When it comes to WHAT editors are looking for, few can articulate their literary magazine's needs beyond, "the best we receive" or "read the magazine to get an idea of our tastes".  The former, of course, is no help because it is subjective.  The latter, for most literary magazines, actually doesn't help as much as you would think.

But some editors DO know.  There are magazines with pet peeves listed and even things sought-after; these insights are special and should be treated as such due to their rarity.  Other editors, however, won't say what they look for because admitting it could mean negative feedback.
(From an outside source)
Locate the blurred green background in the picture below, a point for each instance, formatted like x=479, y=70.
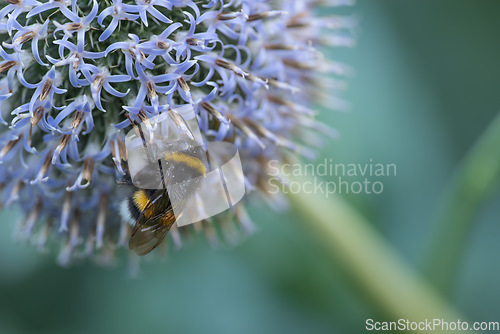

The top two things editors of literary magazines won't admit giving preference to are high-tier publication credits and MFA degrees.  Editors don't want to be seen as biased but, for some, the absence of those two things are strikes on a writer BEFORE the story or poems are even glanced at.  In a profession constantly talking about "the work being what matters", it is a huge blow.
Searching for an MFA degree is also (technically) classist because many writers can't afford the time and tuition it takes to obtain one, thus ensuring a pool of writers who are (mostly) not lower-class.

I would like to know which editors count certain things against me.  I would send my poems elsewhere and leave that particular publication to those who have a better chance.  But no one will own up to it (unless it is to another editor or at a conference).

The sad part is, most writers are too busy or tired to care that no one readily outs themselves.  Meanwhile, all of us lowly writers who dropped out of college (or never went) and who have yet to crack a large market keep sending out our work with crossed fingers, hoping for a fair playing field in a business where equality on the page is a hit-or-miss proposition.

Have you went up against a difficult publisher or editor?  Do you think it's fair for an editor to want MFA grads as contributors over others?  If so, why?


  1. I don't think that any kind of degree determines creativity. In some instances I think a degreed education could even have an adverse effect. I can understand why an editor might be vague on what they are looking for though. Putting limitations on what they accept might limit the diversity of what they receive and cause them to miss out on possibly innovative trending.

    It's a good idea to research a publication before submitting to them. From that point on the writer needs to resort to persistence and a bit of creative thinking.

    Arlee Bird
    A to Z Challenge Co-host
    Tossing It Out

    1. I agree with you on studying the market. One of the things reading an issue WILL tell you is more what they WON'T publish (rhyme, horror, etc.). But aesthetics are extremely difficult to pin down sometimes.
      After researching, all I can do is send out what I think would suit a magazine best (and I think I'm wrong most of the time if my rejections are any indication). Then again, who knows?

      If an editor DOES know, I just wish writers were let in on it.